Alizarin Red Staining
To evaluate the mineralization and cell differentiation capacity of the prepared multilayered mixed fibrous scaffolds of PLGA and collagen, the MC3T3-E1 cells were seeded in a 24-well dish at a cell density of 3 × 104 cells/cm2 on sterilized scaffolds in α-minimum essential medium for 15 days by changing the medium every two alternate days. At the end of 15 days, the medium was aspirated gently without disturbing the grown cells on the scaffolds. The cell-seeded scaffolds were washed twice with PBS solution before fixing with an aqueous solution of 10 % formaldehyde for 15 min at room temperature. After fixing cells on scaffolds, the fixative solution was removed carefully from the wells and cell-seeded scaffolds were washed with distilled water three times with a time interval of 10 min each. On complete removing the water from each well, 1 mL of 10 wt% solution of Alizarin Red S (Sigma-Aldrich Chemical Company, USA) was added to each well and scaffolds seeded with cells were stained with alizarin red for 30 min at pH 4.2. On the completion of staining, the excess amount of Alizarin Red was removed from the wells and scaffolds were washed with distilled water until colorless washing was obtained. Finally, the stained scaffolds were examined under microscope (Nikon E 4500, Japan) and digital images were captured.
von Kossa Assay
To estimate the calcium deposition of MC3T3-E1 cells on scaffolds of different structures and composition, the von Kossa staining was carried out by culturing pre-osteoblast MC3T3-E1 cells on scaffolds for 15 days in 24-well dish following the steps as used in Alizarin Red staining. The cell-seeded scaffolds after washing three times with PBS for 5 min were fixed with 10 % formaldehyde for 30 min. The fixed scaffolds were again washed three times with distilled water for 10 min. The fixed scaffolds were then treated with 5 % solution of AgNO3 and exposed to UV irradiation for 5 min. The UV irradiated scaffolds were washed two times with PBS to remove unused AgNO3 and kept in 5 % solution of Na2S2O3 for 5 min. Finally, the scaffolds were washed twice gently with distilled water and digital images of stained cells were captured by a microscope (Nikon E 4500, Japan) fitted with camera.
Actin Cytoskeleton Assay
After evaluating the mineralization activity of scaffolds in osteogenic differentiation of MC3T3- E1 cells, the actin cytoskeleton organization of scaffold seeded with cells is also assayed to evaluate the effect of scaffolds on osteogenesis. The MC3T3-E1 cells were incubated for 3 days on scaffolds in a 4-well dish following the steps as used in von Kossa and Alizarin Red assays. After 7 days, the cell-seeded scaffolds were washed with PBS and permeabilized with 0.5 % solution of formaldehyde and kept in a PBS solution (pH 7.4) containing 0.2 % Triton X-100 for 5 min at room temperature. After permeabilization, the scaffolds were washed with PBS and fixed using 4 % formaldehyde in PBS for 20 min. After three times washing with PBS, the scaffolds were incubated in a PBS containing 1.0 % bovine serum albumin for 30 min to block non-specific binding sites of antibody. After three times rinsing with PBS, the scaffolds were stained using fluorescent 5(6)-tetramethyl-rhodamine isothiocyanate-conjugated phalloidin in PBS for 1 h at room temperature to visualize the actin cytoskeletal filaments (F-actin) of the cells. After washing with PBS three times (10 min each), the scaffolds were stained with fluorescent DAPI by incubating for 5 min in PBS to visualize the nuclei of the cells.
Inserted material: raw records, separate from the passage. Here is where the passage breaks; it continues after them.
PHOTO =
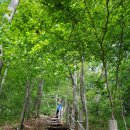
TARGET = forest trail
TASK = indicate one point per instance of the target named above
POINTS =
(46, 123)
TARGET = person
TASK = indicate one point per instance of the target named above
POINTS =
(59, 108)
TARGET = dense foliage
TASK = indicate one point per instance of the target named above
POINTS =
(47, 39)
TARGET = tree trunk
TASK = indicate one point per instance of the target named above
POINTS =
(75, 104)
(80, 123)
(25, 104)
(38, 98)
(83, 96)
(113, 125)
(3, 79)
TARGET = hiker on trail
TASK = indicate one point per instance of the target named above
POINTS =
(59, 109)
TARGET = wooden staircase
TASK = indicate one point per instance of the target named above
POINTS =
(55, 124)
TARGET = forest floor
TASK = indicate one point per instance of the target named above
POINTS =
(36, 124)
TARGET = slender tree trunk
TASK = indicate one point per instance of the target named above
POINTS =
(25, 105)
(74, 108)
(3, 79)
(38, 98)
(83, 95)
All data are presented as means ± standard deviations. Experiments were carried out in triplicates, and statistical analyses were performed using Student’s two tailed test in conjunction with Scheffe’s test for multiple comparison statistics considering p < 0.05, P < 0.01, and P < 0.001 as statistically significant, very significant, and extremely significant values, respectively, whereas P > 0.05 is treated as statistically insignificant value.
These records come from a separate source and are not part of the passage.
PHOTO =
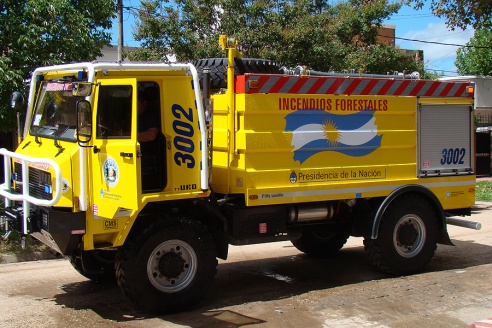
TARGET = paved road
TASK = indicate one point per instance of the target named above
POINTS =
(274, 285)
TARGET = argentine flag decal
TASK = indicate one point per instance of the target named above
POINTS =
(314, 131)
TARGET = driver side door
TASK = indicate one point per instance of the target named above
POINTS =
(114, 161)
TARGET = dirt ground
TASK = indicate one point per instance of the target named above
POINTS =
(274, 285)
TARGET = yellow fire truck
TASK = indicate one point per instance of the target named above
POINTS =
(266, 156)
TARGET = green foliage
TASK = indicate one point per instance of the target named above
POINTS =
(383, 59)
(476, 57)
(316, 34)
(46, 32)
(460, 13)
(484, 191)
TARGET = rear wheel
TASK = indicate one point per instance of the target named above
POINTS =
(168, 267)
(407, 236)
(321, 242)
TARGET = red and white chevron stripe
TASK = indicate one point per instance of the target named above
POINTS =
(252, 83)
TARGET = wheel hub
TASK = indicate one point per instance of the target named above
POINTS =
(409, 236)
(171, 265)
The osteogenic properties of various scaffolds have largely shown dependence on the types of polymers [58, 59] used in their fabrication. The properties of the scaffolds have also shown significant variations with the types of ceramics embedded in the matrices. The application of ceramics as nanorods is found to be more promising as we have reported in our previous studies [33, 34] and by other workers . The fabrication of multilayered mixed fibrous scaffolds using dual extrusion electrospinning technique has provided an opportunity to utilize the properties of both collagen and PLGA together in designing scaffolds with different structures and bioactivities. The technique has provided ample opportunity to utilize nanofibrous collagen in combination with microfibrous PLGA and embedded bioactive nanorods of hydroxyapatite. To fabricate mixed fibrous scaffolds having homogeneously distributed nHA in collagen, the surface fictionalization of nHA is proved to be potentially useful as indicated by the enhanced bioactivity of the fabricated 3D scaffolds.
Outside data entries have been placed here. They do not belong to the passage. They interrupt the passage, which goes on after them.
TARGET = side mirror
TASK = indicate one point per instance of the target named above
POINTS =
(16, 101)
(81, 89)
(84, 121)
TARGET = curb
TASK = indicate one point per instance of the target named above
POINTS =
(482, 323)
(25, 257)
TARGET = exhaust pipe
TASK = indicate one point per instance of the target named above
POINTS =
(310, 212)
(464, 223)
Functionalization of Hydroxyapatite Nanorods with l-Glutamic Acid
The FT-IR spectra of nHA-GA has shown characteristic absorption bands at 1652 and 3500 cm−1 corresponding to carboxylic and hydroxyl groups of GA on nHA, respectively (Fig. 4b). The presence of collagen fibers and nHA in multilayered mixed fibrous scaffolds was also confirmed by FT-IR spectra of microfibrous meshes of PLGA (Fig. 4c), nanofibrous collagen (Fig. 4d), and micro/nano mixed fibrous meshes of PLGA and collagen-containing hydroxyapatite nanorods (Fig. 4e). The presence of absorption band corresponding to the phosphate group (–PO3) of hydroxyapatite at around 1100 cm−1 and absorption band at 1642 cm−1 for stretching vibration of the carbonyl group of amide I (–CO–NH–) and at 1552 cm−1 for coupling of –NH bending and –C–N stretching vibration of amide II confirmed the presence of collagen  and nHA in mixed fibrous meshes of PLGA and collagen (Fig. 4e). The nanofibrous meshes of collagen have shown absorption bands (Fig. 4d) as found in FT-IR spectra of mixed fibrous meshes (Fig. 4e).
The absorption band around 1760 cm−1 for stretching frequencies >C=O groups of pure PLGA (Fig. 4c) also appeared in FT-IR spectrum of mixed fibrous meshes (Fig. 4e), which confirmed the presence of PLGA in mixed fibrous meshes (Fig. 4e).
X-ray photoelectron data for the survey of the elements in the scaffolds
Amount of element (%)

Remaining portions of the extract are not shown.